Using the Data Compression Wizard to Compress Space
The Data Compression Wizard can be used to analyze and compress space associated with a table stored in a heap or clustered index structure. In addition, it can also support compression tables using nonclustered index and index views. Finally, if the table is partitioned, a DBA can compress portions of the tables, and various partitions do not have to maintain the same compressed settings.
The Data Compression Wizard can be invoked by right-clicking any table or index and selecting Storage and then Manage Compression. The first step is to select the compression type based on a partition number, or you can choose to use the same compression for all partitions. The compression options include Row, Page, or None, indicating no compression.
The next step is to click the Calculate button to review the disk cost savings. The cost savings will be displayed in the Requested Compressed Space column based on a partition number. This is displayed in Figure 3.14. The final step includes selecting an output option. It is possible to create a script, run immediately, or schedule the task to commence at a later time.
Figure 3.14. Specifying the compression type with the Data Compression Wizard.
Data Compression with Transact SQL
For those of you who do not like using a GUI, the following examples outline the default syntax for compressing data with Transact-SQL.
Creating a Table with Row Compression Enabled
CREATE TABLE <Table Name> (<Column 1. int, <Column 2> nvarchar(50) ) WITH (DATA_COMPRESSION = ROW); GO
Creating a Table with Page Compression Enabled
CREATE TABLE <Table Name> (<Column 1. int, <Column 2> nvarchar(50) ) WITH (DATA_COMPRESSION = PAGE); GO
The following Transact-SQL syntax illustrates compressing the Sales Order Detail table in the AdventureWorks2012 database by the page compression setting:
USE [AdventureWorks2012] ALTER TABLE [Sales].[SalesOrderDetail] REBUILD PARTITION = ALL WITH (DATA_COMPRESSION = PAGE )

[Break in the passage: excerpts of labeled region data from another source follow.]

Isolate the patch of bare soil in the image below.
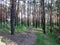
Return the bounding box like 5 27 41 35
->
0 30 36 45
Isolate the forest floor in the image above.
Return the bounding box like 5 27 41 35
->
0 30 36 45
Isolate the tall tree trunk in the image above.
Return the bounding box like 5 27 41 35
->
41 0 46 33
11 0 15 35
50 0 53 33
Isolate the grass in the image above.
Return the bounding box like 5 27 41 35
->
0 23 60 45
35 24 60 45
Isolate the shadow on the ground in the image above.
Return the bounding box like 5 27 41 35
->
0 32 36 45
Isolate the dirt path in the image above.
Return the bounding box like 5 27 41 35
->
0 30 36 45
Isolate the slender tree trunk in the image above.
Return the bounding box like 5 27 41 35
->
50 0 53 33
11 0 15 35
41 0 46 33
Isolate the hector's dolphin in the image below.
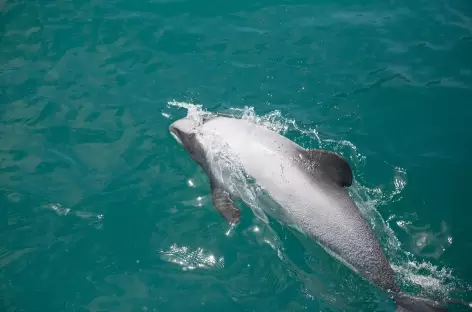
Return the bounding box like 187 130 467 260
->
169 116 446 312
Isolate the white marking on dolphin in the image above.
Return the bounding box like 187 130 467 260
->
169 116 454 312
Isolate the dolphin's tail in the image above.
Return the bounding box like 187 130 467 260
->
394 293 447 312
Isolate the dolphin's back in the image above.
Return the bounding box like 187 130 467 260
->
200 117 397 291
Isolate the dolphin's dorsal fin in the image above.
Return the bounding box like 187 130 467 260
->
300 149 352 187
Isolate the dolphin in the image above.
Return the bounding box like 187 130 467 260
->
169 114 447 312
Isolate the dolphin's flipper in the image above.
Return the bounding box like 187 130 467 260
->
300 149 353 187
210 182 241 224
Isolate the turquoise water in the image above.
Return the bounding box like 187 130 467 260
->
0 0 472 312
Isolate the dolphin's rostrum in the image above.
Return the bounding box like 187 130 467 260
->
169 116 446 312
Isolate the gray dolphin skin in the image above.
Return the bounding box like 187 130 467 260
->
169 116 447 312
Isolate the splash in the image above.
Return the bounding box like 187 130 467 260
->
159 244 224 271
168 101 472 300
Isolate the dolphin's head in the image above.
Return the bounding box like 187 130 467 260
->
169 117 204 165
169 117 200 148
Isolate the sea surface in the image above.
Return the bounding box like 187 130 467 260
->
0 0 472 312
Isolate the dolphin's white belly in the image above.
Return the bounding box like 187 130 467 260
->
200 118 393 287
201 119 348 233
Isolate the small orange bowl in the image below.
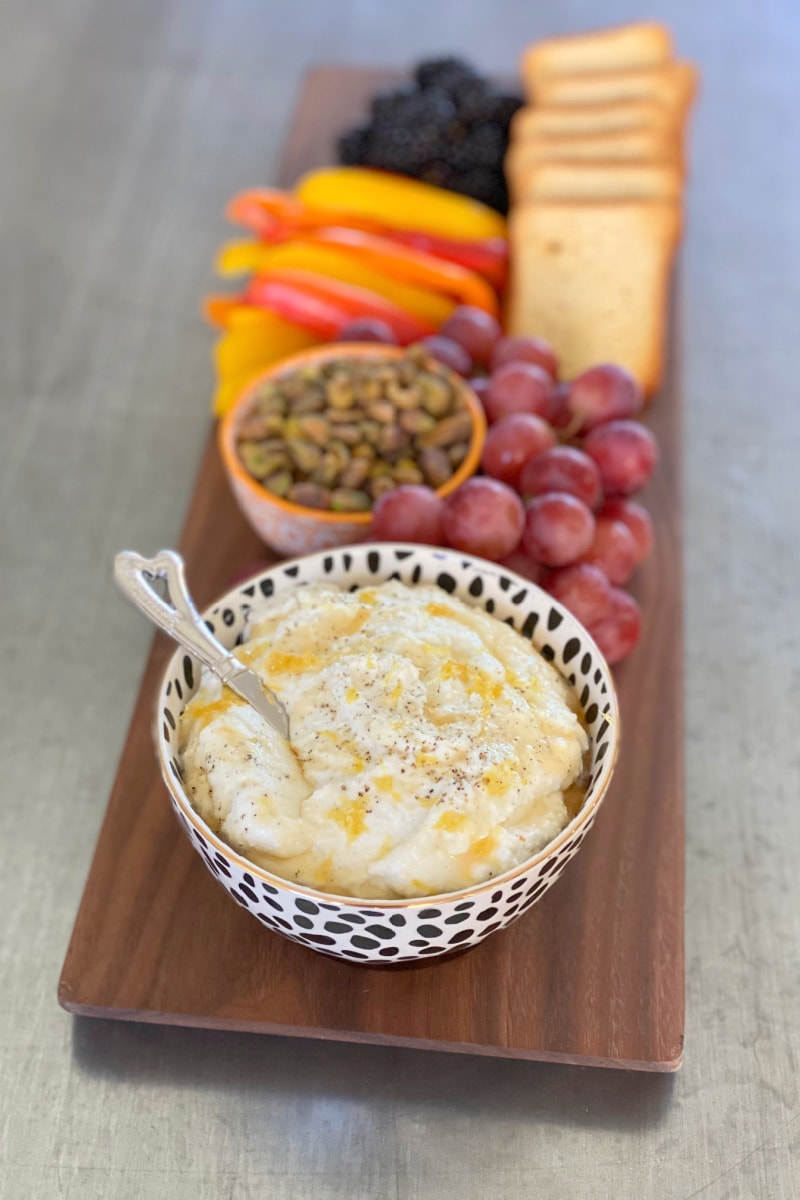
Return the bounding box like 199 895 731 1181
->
218 342 486 556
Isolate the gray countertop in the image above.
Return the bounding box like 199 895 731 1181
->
0 0 800 1200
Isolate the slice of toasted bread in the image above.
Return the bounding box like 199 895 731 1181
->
521 22 672 88
506 202 680 396
504 130 681 182
512 162 684 204
511 100 679 142
535 62 697 115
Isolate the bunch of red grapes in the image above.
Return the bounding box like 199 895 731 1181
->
372 307 658 662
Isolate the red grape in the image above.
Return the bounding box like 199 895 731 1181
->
419 334 473 379
443 475 525 562
545 563 612 625
485 362 553 421
551 383 572 430
498 550 547 584
522 492 595 566
468 376 492 408
492 337 558 379
589 588 642 664
336 317 397 346
439 305 503 367
583 421 658 496
481 413 556 490
567 362 644 433
520 446 603 509
371 484 445 546
600 498 654 566
585 517 636 584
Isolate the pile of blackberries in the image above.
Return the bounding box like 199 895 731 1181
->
338 59 522 212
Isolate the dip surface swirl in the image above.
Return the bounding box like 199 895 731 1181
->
181 582 588 899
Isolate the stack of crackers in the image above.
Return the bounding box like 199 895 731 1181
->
505 24 697 395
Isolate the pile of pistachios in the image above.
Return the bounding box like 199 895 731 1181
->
237 347 473 512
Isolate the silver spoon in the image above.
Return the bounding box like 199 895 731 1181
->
114 550 289 738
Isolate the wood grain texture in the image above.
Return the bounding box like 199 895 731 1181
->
59 67 684 1070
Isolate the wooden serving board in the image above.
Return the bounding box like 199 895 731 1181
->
59 67 684 1070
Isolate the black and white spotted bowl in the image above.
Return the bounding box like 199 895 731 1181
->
155 542 619 965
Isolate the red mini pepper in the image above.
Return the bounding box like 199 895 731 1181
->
384 229 509 292
225 188 509 290
241 266 435 346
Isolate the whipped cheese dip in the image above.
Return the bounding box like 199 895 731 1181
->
180 582 588 899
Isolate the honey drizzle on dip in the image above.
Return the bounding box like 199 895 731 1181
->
181 582 589 899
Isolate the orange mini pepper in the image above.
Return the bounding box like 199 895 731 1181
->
216 238 456 329
294 167 506 239
307 227 499 317
242 266 435 346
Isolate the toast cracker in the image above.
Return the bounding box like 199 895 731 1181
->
507 200 680 396
521 22 672 92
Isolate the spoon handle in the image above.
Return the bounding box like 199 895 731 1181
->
114 550 242 683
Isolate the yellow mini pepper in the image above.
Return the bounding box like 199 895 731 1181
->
217 238 456 329
294 167 506 239
213 306 319 416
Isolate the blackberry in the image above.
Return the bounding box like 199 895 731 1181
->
420 160 458 190
493 96 522 137
369 84 420 122
462 121 506 170
450 167 509 214
337 126 369 167
414 59 477 91
452 79 498 122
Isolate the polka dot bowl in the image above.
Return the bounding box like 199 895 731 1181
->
155 542 619 965
218 342 486 556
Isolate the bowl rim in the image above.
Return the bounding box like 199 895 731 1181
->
151 541 621 911
217 342 487 526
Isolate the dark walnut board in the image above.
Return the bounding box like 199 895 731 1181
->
59 67 684 1070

You can monitor compression activity with the performance counters Page Compression Attempts/sec and Page Compressed/sec found in the SQL Server Access Methods Object. For example, this Transact-SQL code will query both counters:
SELECT cntr_value FROM sys.dm_os_performance_counters WHERE counter_name LIKE 'Page Compression%'
As mentioned earlier, compression is included only in the Enterprise Edition of SQL Server. Compression technologies dramatically cut I/O requests and storage; however, the storage gained is typically at the cost of added CPU activity. Therefore, it is strongly advised that you test before implementing data compression in a production workload scenario. In most transaction processing scenarios, SQL Server has CPU to spare and sorely needs more I/O throughput. However, occasionally the improvement to I/O performance is not big enough to warrant the lost CPU. Test to ensure that performance is not negatively impacted.